Je viens de lire Respect, un essai d’Agathe Cagé, aux éditions des Équateurs, dans lequel je relève en introduction : « Nous les jeunes, sans cesse renvoyés à une prétendue immaturité par des « boomers » qui n’ont rien su faire d’autre de leur âge d’or que de détruire à petit feu la planète. » Cette assertion se répand un peu partout, jusque chez EELV.

Non, cette accusation envers les « séniors » ne me convient pas du tout, d’abord parce que cette génération est celle qui a vécu « 1968 », dont l’essentiel était une critique de la société de consommation, ensuite parce que c’est de ces événements que se sont développés les associations de consommateurs et le mouvement écologiste. Pour notre part, c’est en 1971 que nous adhérons aux « Amis de la terre » et qui organisons la première manif-vélo le 22 avril 1972.

A l’époque, nous nous disions que pour accélérer la prise de conscience écologique, il fallait investir dans les médias. C’est ainsi que se créèrent « La gueule ouverte » à l’initiative de Pierre Fournier en 1972 et « Le sauvage » avec Alain Hervé en 1973. Charlie-Hebdo diffusait très régulièrement les idées écolos avec François Cavanna, Jean-Marc Reiser et Cabu. A la télé, Nicolas Hulot et Yann Arthus Bertrand mettent des images sur la dégradation de notre planète, tandis qu’en 1984 se crée le parti « Les Verts », qui deviendra plus tard EELV. Eva Joly, Dominique Voynet ou Yves Cochet en sont les figures les plus connues. Corinne Lepage, de son côté, préside « Cap 21 ». N’oublions pas non plus les films de Coline Serrault : « La Belle Verte » et « Solutions locales pour un désordre global ». En 2004, un mensuel dont le titre « La Décroissance » est créé par Vincent Cheynet et Bruno Clémentin . En 2007, Hervé Kempf qui participait activement aux rubriques « planète » dans le quotidien Le Monde, lance le quotidien de l’écologie sur internet : « Reporterre ». A Chartres, nous avons participé à la rédaction de « L’Aiguillon » puis de « Cactus », dont les idées commencent à porter leurs fruits…

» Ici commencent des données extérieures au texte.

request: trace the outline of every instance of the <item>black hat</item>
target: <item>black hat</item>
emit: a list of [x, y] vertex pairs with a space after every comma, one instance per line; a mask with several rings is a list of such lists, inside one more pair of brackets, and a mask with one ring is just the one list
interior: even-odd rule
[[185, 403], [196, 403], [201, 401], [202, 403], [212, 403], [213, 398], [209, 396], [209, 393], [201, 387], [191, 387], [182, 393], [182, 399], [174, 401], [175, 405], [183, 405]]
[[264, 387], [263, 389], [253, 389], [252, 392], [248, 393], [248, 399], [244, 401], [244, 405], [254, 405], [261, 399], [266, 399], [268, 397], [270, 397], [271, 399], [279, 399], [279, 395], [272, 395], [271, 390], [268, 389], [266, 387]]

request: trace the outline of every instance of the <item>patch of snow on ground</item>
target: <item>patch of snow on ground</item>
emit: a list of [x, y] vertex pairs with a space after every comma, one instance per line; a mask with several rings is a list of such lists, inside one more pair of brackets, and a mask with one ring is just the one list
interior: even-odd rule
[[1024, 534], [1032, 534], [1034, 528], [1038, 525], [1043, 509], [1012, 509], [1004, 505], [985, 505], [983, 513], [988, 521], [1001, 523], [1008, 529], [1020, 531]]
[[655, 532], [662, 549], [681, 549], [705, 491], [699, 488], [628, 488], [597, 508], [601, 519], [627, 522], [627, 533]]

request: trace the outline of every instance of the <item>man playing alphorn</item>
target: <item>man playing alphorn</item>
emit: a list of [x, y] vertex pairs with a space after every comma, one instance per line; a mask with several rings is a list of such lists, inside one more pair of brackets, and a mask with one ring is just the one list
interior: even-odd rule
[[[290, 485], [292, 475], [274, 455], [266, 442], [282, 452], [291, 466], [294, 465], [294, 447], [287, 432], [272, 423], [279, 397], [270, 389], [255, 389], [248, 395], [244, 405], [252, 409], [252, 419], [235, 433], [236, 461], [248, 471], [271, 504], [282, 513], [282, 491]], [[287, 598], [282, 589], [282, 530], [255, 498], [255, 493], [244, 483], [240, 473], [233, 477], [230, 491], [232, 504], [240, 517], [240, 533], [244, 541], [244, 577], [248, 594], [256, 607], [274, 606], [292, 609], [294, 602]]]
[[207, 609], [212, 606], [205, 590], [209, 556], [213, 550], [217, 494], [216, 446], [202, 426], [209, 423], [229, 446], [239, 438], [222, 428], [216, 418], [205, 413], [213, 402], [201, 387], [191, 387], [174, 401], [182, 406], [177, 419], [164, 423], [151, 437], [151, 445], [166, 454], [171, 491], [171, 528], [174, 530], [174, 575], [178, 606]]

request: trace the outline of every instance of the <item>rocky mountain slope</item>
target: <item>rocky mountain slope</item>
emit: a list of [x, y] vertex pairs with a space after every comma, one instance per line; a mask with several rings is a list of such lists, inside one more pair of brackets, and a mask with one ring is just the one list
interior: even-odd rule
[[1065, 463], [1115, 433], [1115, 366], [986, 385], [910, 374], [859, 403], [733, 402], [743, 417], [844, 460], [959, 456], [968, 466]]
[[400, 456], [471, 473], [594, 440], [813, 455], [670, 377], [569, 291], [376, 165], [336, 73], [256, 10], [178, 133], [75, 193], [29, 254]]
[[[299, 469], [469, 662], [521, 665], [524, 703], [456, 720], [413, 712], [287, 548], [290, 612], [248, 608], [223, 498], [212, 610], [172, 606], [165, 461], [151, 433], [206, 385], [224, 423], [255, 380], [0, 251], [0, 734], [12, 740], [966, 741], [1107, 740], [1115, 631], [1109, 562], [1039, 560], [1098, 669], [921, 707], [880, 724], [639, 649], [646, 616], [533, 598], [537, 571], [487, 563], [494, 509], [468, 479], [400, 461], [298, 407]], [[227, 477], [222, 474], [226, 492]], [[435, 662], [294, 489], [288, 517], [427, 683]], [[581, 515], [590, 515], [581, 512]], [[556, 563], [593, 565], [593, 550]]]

Tous ces « boomers » font œuvre de lanceur d’alerte depuis des décennies, mais si leurs idées restent minoritaires, ce n’est sûrement pas de leur faute. En face, ils affrontent la toute puissance des multinationales, leurs lobbies et la publicité, la force de la droite réactionnaire, les syndicats motivés à la préservation des emplois, même s’ils sont destructeurs de l’environnement, les socialos convertis au libéralisme et les gens modestes, que l’on a persuadé que l’écologie, ça coûte plus cher. Il est heureux que les jeunes s’emparent des idées écologistes. Elles ont mis malheureusement beaucoup de temps à faire leur chemin. Mais on ne peut pas nier, par ailleurs, que parmi les acteurs de mai 68 et les premiers écolos (dont on se moquait alors en les qualifiant d’utopistes), il y eu de nombreux renégats.

Les boomers ont surtout eu le bonheur, comme l’écrivait David Lodge d’être « nés au bon moment ».